田所さんがすぐにもう一台のレジを開けて対応する。男性三人組の後について、私は彼のいるレジの列に並んだ。


「お前、どんだけ食うの? 買い過ぎだろ」

「マジウケる!」

「っせーな。しょうがないだろ、俺成長期なんだから」

「誰が成長期だって?」

「だからそんな肥えんだよ。モテねーわけだ」


一人が肉まんやおでんを注文し、お会計には少し時間がかかる模様。

カゴの中にもお菓子やビールなどが沢山。この三人組はこれから誰かの家で飲み明かすみたい。
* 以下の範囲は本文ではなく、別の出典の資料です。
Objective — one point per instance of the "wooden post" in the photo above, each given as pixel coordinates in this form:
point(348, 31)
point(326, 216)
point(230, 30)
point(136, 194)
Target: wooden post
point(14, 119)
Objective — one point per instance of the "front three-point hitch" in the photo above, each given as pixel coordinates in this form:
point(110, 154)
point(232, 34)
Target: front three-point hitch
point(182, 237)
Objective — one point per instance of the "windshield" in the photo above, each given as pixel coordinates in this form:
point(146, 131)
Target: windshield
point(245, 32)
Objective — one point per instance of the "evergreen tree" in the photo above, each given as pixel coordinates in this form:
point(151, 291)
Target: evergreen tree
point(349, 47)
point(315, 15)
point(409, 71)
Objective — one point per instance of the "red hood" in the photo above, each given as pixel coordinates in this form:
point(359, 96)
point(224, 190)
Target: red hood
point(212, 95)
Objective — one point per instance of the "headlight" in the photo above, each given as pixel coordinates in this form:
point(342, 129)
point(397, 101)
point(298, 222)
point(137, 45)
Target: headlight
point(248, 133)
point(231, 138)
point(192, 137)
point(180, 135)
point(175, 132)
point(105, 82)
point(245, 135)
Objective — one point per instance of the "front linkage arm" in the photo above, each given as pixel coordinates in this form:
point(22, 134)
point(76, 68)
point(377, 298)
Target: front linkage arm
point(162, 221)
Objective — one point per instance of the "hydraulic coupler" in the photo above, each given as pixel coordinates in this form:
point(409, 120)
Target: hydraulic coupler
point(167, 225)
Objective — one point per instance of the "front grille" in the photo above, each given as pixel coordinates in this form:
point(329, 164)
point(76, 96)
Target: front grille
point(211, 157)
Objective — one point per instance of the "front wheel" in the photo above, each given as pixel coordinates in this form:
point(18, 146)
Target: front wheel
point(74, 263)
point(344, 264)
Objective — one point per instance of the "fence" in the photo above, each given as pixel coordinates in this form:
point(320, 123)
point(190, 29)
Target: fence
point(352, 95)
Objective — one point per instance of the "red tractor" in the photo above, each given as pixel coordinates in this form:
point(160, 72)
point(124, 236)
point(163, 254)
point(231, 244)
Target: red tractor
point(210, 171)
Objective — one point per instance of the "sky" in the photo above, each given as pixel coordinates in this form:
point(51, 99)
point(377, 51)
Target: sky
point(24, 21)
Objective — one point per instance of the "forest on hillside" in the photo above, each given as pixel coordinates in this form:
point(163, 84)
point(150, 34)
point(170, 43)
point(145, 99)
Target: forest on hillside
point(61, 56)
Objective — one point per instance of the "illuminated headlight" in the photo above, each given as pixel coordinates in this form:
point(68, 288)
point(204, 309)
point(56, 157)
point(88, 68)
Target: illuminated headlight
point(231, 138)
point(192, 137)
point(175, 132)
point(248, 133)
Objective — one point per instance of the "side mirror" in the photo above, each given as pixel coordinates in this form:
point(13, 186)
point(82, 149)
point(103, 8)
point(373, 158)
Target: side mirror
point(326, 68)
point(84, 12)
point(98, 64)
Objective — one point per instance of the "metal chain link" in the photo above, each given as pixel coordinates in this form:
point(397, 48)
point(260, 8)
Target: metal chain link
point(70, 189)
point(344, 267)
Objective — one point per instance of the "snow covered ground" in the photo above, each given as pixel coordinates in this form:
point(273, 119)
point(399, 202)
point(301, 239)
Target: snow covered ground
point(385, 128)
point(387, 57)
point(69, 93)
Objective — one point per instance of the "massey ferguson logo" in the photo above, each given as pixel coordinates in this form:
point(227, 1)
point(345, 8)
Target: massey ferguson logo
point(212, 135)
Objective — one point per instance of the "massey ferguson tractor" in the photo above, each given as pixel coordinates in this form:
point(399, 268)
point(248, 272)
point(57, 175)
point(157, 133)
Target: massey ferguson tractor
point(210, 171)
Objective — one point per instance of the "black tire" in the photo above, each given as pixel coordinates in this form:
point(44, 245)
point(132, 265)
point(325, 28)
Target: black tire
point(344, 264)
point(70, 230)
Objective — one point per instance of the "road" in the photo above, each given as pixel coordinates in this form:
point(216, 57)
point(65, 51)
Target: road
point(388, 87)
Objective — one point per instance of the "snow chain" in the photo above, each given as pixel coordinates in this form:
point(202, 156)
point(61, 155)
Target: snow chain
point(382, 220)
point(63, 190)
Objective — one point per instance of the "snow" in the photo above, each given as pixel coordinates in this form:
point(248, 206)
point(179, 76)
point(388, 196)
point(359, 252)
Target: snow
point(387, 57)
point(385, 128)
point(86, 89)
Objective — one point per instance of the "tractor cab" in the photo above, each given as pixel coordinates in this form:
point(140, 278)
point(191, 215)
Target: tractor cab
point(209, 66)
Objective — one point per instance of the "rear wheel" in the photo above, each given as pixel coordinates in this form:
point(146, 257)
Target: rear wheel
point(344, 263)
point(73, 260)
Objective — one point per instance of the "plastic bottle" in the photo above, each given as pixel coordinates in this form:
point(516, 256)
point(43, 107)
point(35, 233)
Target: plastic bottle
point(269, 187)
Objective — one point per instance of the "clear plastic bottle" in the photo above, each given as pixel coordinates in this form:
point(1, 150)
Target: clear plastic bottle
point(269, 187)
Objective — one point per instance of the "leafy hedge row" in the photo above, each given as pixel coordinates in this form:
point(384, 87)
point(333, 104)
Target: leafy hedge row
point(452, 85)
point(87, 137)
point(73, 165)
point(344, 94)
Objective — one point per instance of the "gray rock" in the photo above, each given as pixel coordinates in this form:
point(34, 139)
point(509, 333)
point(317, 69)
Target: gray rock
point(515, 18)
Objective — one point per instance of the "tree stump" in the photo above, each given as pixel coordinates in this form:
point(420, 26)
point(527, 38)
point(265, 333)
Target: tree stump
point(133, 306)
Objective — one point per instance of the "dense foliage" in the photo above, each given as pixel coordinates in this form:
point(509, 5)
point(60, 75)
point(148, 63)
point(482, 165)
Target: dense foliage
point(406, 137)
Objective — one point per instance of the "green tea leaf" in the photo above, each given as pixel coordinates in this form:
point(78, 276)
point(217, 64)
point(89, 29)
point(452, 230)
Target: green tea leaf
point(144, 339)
三人の会話がコントみたいで、私は後ろから見ながら笑いをそっとこらえていた。


「なあ、そういえば」


ピッ、ピッ、とレジの音が鳴る間。急に思い出した様に一人の男性が言い出した。


「お前見た? 朝のバス事故。ほら、美咲が丘の」

「ああ、アレ? 先輩から聞いたけど見てはねーよ。スゴかったらしいじゃん」

「ナニ、見たの?」

「いや、オレも実際は見てないけど。いつも使う路線だから、ちょっとビビってさ」

「マジで? 時間ずれてたらヤバかったな」


うんうん、と頷いた言い出しっぺの男性は「だよな」と苦笑する。けれども、すぐに表情を明るくさせて言った。

私は彼らの会話に持っていたカゴをギュッと握った。


「危うく飲み会参加出来なくなる所だったぜ」

「そこかよ!」

「命の危機より酒の心配とか、ウケんですけどー」


軽く言いながら、彼らは三つのビニール袋を分担して持ち店を出ていく。

男性たちが居なくなると店内も静かになり、BGMがはっきり聞こえる様になった。